Francis P. Quinn, Jr. became Jack Quinn when he started at Central Catholic, where the boys came from all over the city and no one knew him. “I go by ‘Jack’,” he announced to Brother Fabian that first day, slightly embarrassed by the swaggering sound of that one short, clipped syllable, but didn’t it sound sporting, though, full of spark and gumption.
Miss Wilby, whose Saturday charge he is, sets him up in the outer office while she types and files and fetches and he, on sheets of fine vellum bearing in swirling intaglio the letters of the company’s name, spends hours practicing the bedspring ovals, the up-down strokes, then the Palmer alphabet itself, letters big and small, not with pencil but with pen and ink. He lifts the pen’s ivory shaft from the silver-plated stand, dunks the steel nib into the pot of dark ink. He tries not to drip, but drips, drips, and blobs. And even if he doesn’t drip, he can’t manage to keep enough ink on the nib to write the whole name. It seems an impossible task, but finally, after several Saturdays, he manages without a single drip to
copy in one fluid motion of nib to vellum, his father’s signature exactly, the one his father affixes to the bottoms of all the letters Miss Wilby types. Saturday after Saturday he reproduces his father’s signature, rocking the blotter back and forth over the ink as if in the pressing he might adhere himself if not to his father than at least to the page.

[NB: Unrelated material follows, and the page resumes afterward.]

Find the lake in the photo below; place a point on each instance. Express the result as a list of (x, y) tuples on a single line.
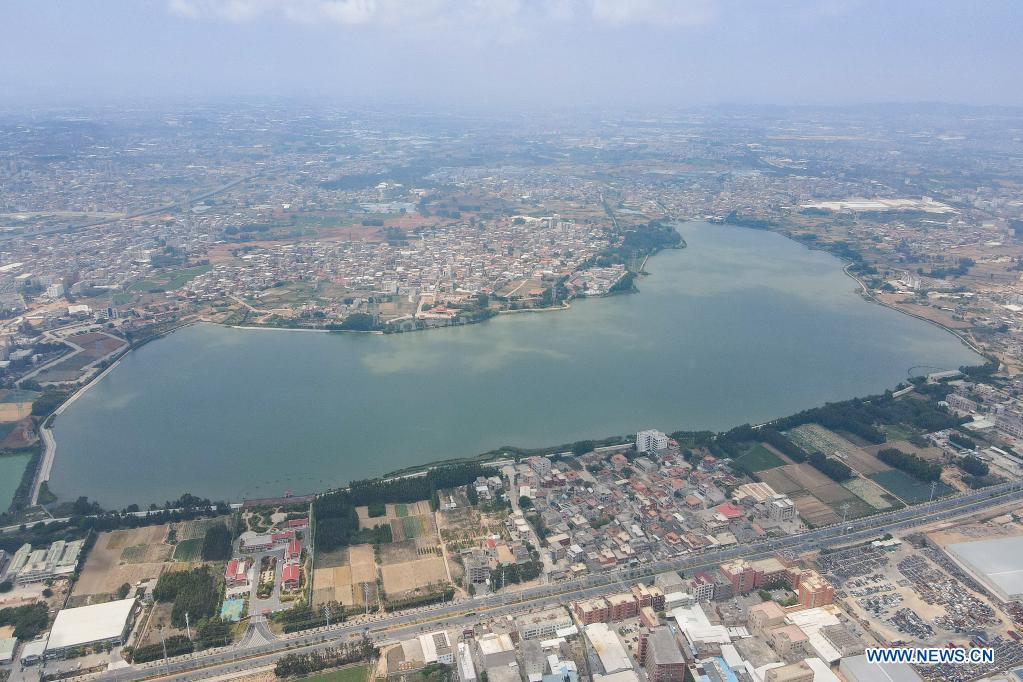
[(742, 326)]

The Palmer capital “Q” is written basically as a large number “2,” though his father, when signing his name, always adds beneath the letter a stack of flourishing loops, extending it beyond the last “n” in “Quinn.” Sister Cleatus objects to this but Francis remains firm in his refusal to obey her. He continues to add the loops. For this and his obstinance he is accused of the sin of pride, an accusation he carries with, well, pride. As for that Palmer capital “F”, that, Jack recalls as he signs his legal name to his will, to the documents giving power of attorney to his daughter, to the sales agreement and the medical directives this fancy-pants place requires, that “F” never seemed to him like the other letters. It faces away from the others, from the lower-case letters in “Francis,” toward the left of the page, as if its attention were elsewhere, as if in defiance or attempting escape.